Today’s trust climate creates the ideal conditions for thought leaders to join and influence the conversation around key issues in their industry. It also suggests the true power of owned media as a primary thought leadership channel, over and above earned media and the chase for mentions.
Data from Edelman’s 2019 Trust Barometer make the point nicely: people place greater trust today in their own employer or in the business community than they do in either government or media. For thought leadership, the data from this year’s study are especially suggestive:
- Company technical experts have the highest credibility as sources of valid information, at 65%, edging out academic sources and one’s own peers. Compare that to journalists at 36%
- Employed individuals, which echo the target audience for B2B thought leadership, see business as a trustworthy source on global economic issues (72% of employees) and technology (58% of employees)

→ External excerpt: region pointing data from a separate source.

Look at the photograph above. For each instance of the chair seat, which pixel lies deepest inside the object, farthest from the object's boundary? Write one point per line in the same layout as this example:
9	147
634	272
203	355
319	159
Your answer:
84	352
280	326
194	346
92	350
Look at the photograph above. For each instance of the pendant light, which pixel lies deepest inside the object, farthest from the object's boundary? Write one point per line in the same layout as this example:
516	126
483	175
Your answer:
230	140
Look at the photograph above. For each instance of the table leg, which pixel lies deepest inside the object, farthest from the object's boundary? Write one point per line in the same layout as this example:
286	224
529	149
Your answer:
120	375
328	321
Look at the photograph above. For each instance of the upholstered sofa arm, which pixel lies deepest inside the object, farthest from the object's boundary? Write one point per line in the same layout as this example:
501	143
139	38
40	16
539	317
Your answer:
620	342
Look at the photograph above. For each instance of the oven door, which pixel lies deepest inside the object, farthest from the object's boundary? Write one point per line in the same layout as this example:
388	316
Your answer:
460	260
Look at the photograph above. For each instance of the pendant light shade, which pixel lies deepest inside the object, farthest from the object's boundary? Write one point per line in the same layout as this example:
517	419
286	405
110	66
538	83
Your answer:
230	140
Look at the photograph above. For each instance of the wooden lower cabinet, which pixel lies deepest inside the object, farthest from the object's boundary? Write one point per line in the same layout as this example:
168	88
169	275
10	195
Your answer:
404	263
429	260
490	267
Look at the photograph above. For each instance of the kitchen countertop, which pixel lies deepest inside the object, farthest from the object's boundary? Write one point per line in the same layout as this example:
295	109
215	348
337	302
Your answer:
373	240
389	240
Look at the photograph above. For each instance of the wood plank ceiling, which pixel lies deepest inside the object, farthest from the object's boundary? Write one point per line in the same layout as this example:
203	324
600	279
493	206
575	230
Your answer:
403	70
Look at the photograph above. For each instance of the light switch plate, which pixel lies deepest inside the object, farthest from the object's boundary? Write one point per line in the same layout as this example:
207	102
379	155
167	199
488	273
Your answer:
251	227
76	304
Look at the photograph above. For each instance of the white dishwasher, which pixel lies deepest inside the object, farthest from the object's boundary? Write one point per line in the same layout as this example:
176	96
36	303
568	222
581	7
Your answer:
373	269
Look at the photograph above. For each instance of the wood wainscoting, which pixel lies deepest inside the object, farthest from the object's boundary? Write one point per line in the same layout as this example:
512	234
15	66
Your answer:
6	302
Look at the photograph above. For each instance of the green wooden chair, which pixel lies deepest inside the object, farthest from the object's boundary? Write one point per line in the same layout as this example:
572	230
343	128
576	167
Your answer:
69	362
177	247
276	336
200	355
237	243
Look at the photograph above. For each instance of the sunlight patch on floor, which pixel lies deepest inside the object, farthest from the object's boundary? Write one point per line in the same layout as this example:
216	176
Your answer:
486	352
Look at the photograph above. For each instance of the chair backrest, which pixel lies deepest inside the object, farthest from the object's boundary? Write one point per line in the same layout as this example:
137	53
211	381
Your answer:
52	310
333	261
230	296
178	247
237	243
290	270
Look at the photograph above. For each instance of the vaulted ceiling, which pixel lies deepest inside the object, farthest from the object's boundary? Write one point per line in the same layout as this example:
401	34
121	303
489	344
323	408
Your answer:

- Businesses overall attract a higher level of trust than government or media, at 56% versus the high 40s, and a full 75% for one’s own employer
- False information and fake news, implicitly from third-party sources, are seen as an issue by 73% of people
The level of trust in business and individual experts creates an opportunity to tap into — and earn — that trust with high quality thought leadership that informs audiences while at the same time advancing the conversation and practices of any given field.
What does this all mean?
First, thought leaders should feel confident that their voices make a difference as people seek information and insight in a world where other sources have let them down. Thought leadership serves business goals but it also meets an unmet informational need.
Second, communicators must realize that the implied “seal of approval” from media mentions has lost a fair amount its currency. People increasingly trust what they hear directly from experts instead. Media still has value, but not as a sole or even primary channel for disseminating thought leading perspectives.
Third, connecting your content directly with influencer networks has higher impact and is a better fit for today’s trust climate than trying to piggyback onto other institutions. It makes sense to invest effort in finding out who those influencers are and how to reach them.
Fourth, given their high propensity to trust, employees within your own company should be viewed as a valuable audience for thought leadership. Internal communications functions should make sure employees are kept current with their company’s thought leadership, since they will in turn act as advocates and amplifiers within their own personal networks.
Finally, since the audience for thought leadership in the B2B arena consists of employees at target companies, you should work to maximize the trust premium that employees have with their colleagues. Keep in mind that the more value they find in your thought leadership, the more they share it, and the more you can benefit from the trust of their colleagues.
While it can seem an amorphous factor, trust has everything to do with credible influence. Understanding shifting dynamics of trust, as the 2019 Edelman Trust Barometer helps us do, gives us useful insights into how to target and refine our approaches to thought leadership.